Student Project: Deep Reader

This is the start of a thread for a project I’d like to embark on.

I’d like to create a data product that enables a user’s finger to translate text on the page of a book to speech in real-time; think of a child double tapping a word on the page of book and having it read aloud. I believe this is possible through combining methods in scene text detection, action detection, and text-to-speech. If we can build this, we could create an augmented educational experience that removes screens from the process of learning to read. The dream is to develop the deep learning algorithms to do this with the library, embed the models on edge devices with GPU’s and cameras (think along the lines of Nvidia’s Jetson Nano [1]), and let them loose on the world. Given the current state and coming future of edge devices, I can foresee equipping the most high-need schools with these “deep readers” at a relatively low cost. [1]

Note: I have never embarked on a complex computer vision project and am hoping to get feedback on the idea as well as any pointers on where to start.

My first goals are going to be implementations of proof of concepts with scene text detection and action detection separately (while using the library).

Any and all comments are welcome as well as any skill level of collaborators; I’d consider myself an intermediate coder and novice/intermediate level of machine learning practitioner.

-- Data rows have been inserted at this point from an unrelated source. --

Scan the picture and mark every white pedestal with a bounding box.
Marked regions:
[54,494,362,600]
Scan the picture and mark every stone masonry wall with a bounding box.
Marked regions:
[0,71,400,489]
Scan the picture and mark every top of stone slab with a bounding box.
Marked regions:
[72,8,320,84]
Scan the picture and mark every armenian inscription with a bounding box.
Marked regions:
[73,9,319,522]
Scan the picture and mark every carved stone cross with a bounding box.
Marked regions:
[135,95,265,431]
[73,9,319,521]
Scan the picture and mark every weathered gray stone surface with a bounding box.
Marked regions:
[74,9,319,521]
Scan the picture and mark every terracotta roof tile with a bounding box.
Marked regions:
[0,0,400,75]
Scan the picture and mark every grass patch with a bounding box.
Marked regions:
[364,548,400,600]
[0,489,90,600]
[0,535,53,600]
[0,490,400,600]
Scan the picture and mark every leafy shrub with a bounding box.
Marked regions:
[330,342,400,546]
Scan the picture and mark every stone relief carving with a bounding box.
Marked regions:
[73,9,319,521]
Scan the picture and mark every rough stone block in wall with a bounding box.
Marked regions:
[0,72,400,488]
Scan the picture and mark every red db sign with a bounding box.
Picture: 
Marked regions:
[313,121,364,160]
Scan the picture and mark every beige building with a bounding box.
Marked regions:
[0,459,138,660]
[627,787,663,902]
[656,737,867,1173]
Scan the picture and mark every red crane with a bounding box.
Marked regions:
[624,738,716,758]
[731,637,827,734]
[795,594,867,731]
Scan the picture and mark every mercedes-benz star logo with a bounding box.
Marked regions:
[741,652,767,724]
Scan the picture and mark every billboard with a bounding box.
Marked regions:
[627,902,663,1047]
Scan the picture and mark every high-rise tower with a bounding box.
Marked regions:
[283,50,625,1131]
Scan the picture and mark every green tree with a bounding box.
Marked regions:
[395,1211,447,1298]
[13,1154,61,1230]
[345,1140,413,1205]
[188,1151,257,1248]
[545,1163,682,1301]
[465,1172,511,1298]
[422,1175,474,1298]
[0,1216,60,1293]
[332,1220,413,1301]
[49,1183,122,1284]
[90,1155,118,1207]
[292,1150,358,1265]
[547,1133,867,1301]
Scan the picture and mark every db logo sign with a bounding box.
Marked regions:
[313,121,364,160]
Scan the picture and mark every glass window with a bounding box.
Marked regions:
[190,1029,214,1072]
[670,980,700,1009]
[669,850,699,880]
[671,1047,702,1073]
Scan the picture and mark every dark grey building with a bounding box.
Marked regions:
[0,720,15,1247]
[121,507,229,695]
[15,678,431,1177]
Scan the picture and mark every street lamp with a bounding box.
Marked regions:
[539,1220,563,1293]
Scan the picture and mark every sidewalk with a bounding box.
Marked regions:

You can use your camera on your phone to do something similar with google translate:

Hey @baz, thanks for that. I think there are a few programs/apps that can do something like this which tells me it’s in the realm of possibility but the idea with what I want to create is that you wouldn’t have to use a phone or computer screen; just have a book light with a camera pointing down to the pages and use an edge device to handle the magic… at least that’s the idea.

I’m working on a POC for action detection now; hoping to develop a blog about it by the weekend.